Утром наш поезд прибыл во Льгов. Имеются три Льгова: Льгов 1, Льгов 2 и Льгов 3. Вылезать нужно в третьем, именно отсюда идет железная дорога на Коренево-Киев, здесь же главный вокзал. В первую мою поездку я так и сделал, а сейчас ошибся и вылез преждевременно во Льгове 1. Выяснилось, что до третьего Льгова мне придется добираться 3 версты и никакого поезда туда не идет. Приходилось только идти пешком и я подумал, как хорошо, что со мной нет моих вещей. Итак, я пошел по дороге, проходящей недалеко от железнодорожного полотна, но тут возникло неожиданное препятствие. Впереди была небольшая канава, и дорога переходила через нее по небольшому мостику. Я подошел к нему и думал его перейти, но меня остановил стоящий у моста часовой красноармеец, высокий блондин с русским лицом. «Пароль» скомандовал он мне. Я стал объяснять, что по ошибке вылез слишком рано, что мне нужен Льгов 3, что я командирован и т.д. «Пароль!» – опять приказал часовой, и так как я ничего не отвечал, он заявил: «Не могу пустить. Приказ», – и перестал со мной разговаривать. Что было делать? Немного подумав, я отошел влево саженей на пятьдесят и на виду у часового перепрыгнул через канаву. Я боялся, что часовой меня остановит, но он не обратил на меня никакого внимания. Это был совершенно безразличный ко всему мобилизованный в красную армию парень, исполняющий приказы, но не желающий что-либо делать. Красноармеец-большевик так бы не поступил.

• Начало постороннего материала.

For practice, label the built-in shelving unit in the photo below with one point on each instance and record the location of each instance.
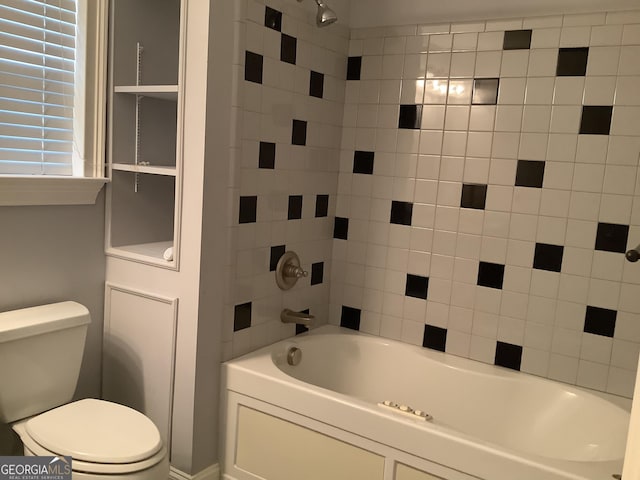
(145, 130)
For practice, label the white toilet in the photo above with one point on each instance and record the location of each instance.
(40, 355)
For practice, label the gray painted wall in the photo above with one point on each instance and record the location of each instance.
(55, 253)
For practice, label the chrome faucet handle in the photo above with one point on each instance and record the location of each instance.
(633, 255)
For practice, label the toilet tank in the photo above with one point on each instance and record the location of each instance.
(40, 355)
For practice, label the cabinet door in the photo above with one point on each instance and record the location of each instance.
(138, 353)
(275, 449)
(404, 472)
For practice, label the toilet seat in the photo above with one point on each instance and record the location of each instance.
(101, 437)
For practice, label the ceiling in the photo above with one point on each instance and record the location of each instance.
(373, 13)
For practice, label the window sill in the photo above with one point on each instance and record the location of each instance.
(48, 190)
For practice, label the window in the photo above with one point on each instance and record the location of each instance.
(52, 92)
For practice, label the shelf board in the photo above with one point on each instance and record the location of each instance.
(154, 250)
(151, 169)
(163, 92)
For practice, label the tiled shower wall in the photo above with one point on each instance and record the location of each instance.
(488, 190)
(290, 79)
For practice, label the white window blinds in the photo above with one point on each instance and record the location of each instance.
(37, 65)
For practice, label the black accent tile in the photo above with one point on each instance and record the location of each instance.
(508, 355)
(572, 62)
(288, 47)
(485, 91)
(434, 338)
(253, 67)
(530, 173)
(341, 228)
(612, 237)
(401, 213)
(299, 132)
(295, 207)
(490, 275)
(596, 120)
(416, 286)
(517, 40)
(316, 84)
(267, 156)
(473, 196)
(317, 273)
(350, 318)
(276, 253)
(248, 209)
(548, 257)
(322, 205)
(242, 316)
(273, 19)
(410, 117)
(363, 162)
(354, 67)
(600, 321)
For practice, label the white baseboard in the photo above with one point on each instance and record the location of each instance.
(212, 472)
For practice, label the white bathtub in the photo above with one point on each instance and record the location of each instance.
(488, 422)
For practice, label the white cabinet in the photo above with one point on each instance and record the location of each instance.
(144, 160)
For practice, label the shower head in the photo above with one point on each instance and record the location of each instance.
(325, 15)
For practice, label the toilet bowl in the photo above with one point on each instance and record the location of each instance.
(40, 355)
(104, 439)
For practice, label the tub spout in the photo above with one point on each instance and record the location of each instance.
(289, 316)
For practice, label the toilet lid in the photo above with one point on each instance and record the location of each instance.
(96, 431)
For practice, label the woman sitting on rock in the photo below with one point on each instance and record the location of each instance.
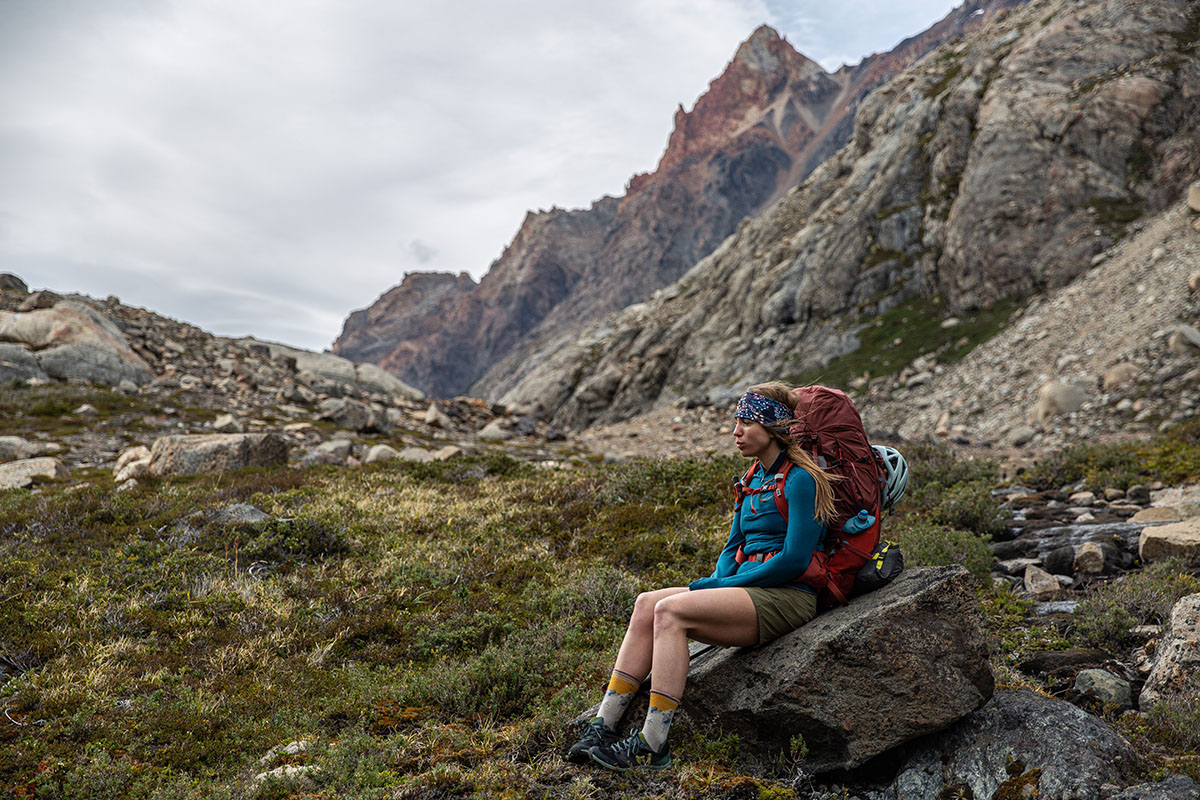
(750, 599)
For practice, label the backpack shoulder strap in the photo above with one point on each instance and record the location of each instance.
(739, 487)
(780, 497)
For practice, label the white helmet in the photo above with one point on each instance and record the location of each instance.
(898, 474)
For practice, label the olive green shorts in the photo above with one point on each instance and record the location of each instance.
(781, 609)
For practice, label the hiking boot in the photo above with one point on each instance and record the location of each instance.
(630, 753)
(595, 734)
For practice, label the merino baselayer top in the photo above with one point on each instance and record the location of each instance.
(759, 528)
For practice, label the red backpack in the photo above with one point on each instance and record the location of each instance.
(831, 429)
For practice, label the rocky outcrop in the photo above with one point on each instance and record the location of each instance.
(762, 126)
(1179, 539)
(1019, 745)
(1177, 656)
(1174, 787)
(898, 663)
(71, 340)
(186, 455)
(983, 172)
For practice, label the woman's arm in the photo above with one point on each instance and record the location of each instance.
(803, 535)
(727, 563)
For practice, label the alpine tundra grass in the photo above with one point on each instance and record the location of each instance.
(426, 629)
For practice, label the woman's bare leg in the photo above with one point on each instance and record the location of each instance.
(636, 651)
(724, 617)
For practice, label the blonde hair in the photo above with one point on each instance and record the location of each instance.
(781, 432)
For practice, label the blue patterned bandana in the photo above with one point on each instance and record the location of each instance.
(761, 409)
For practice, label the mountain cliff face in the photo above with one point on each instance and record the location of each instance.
(999, 166)
(762, 126)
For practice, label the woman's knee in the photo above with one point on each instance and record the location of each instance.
(670, 612)
(643, 608)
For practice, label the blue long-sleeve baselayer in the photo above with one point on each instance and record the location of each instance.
(760, 528)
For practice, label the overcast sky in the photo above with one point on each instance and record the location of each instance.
(264, 167)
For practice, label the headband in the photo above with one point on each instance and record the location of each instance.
(761, 409)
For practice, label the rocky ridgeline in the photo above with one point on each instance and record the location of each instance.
(197, 402)
(1116, 354)
(1001, 166)
(763, 125)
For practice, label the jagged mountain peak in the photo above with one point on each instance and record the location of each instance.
(761, 127)
(1001, 167)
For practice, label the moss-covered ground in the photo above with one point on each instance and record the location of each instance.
(429, 627)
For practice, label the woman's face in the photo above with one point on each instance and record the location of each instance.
(751, 439)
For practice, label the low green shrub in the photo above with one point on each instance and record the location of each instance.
(292, 539)
(1171, 457)
(967, 506)
(928, 543)
(1110, 612)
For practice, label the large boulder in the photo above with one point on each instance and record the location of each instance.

Я зашагал дальше и скоро достиг вокзала Льгова 3. По долетающих до меня обрывков фраз красноармейцев и железнодорожников я сообразил, что на фронте произошла важная перемена. Белые наступают!11 Напряженность и тревога чувствовалась в воздухе. Однако поезд на Коренево отходил, как обычно. Я сел в него, не зайдя, конечно, к «товарищу Кану», у которого четыре дня тому назад брал разрешение. Мне не хотелось снова попадаться ему на глаза, а в случае чего я покажу контролю свой старый пропуск. Опять влез в открытую теплушку поезда. Народу было немного: обычные деревенские бабы. Из пассажиров выделялись молодой красноармеец и более пожилой толстый военный, типа прежнего унтер-офицера. В настоящее время он был если не чекист, то во всяком случае имеющий отношение к тому или иному виду «красной жандармерии», а может и к органам безопасности, как сейчас говорят. Тронулись около одиннадцати часов дня. Погода прояснилась, и опять был солнечный, и даже жаркий осенний день. Около часа дня, мы уже были не далеко от Коренева, как вдруг слева, к югу от железной дороги, послышать глухие раскаты артиллерийской стрельбы. Стреляли в верстах десяти-пятнадцати от нас, и канонада не прекращалась довольно долго. Эти звуки, которые я слышал впервые, наполнили мое сердце глубокой радостью, окрылили надеждой: фронт близко, белые наступают, избавление близко! Но одновременно было и тревожно и страшновато. На красноармейца и на красного «унтера» стрельба произвела сильнейшее впечатление, они оба как-то съежились, на лицах отразилась тревога. Между собой, они стали быстро и горячо обсуждать происходящее, говорили: «Вот белые опять наступают, все не угомонятся, а у нас все плохо организовано, да всюду измены», или как «унтер» выразился – «продажа». Надо сказать, что он особенно подозрительно и враждебно смотрел в мою сторону.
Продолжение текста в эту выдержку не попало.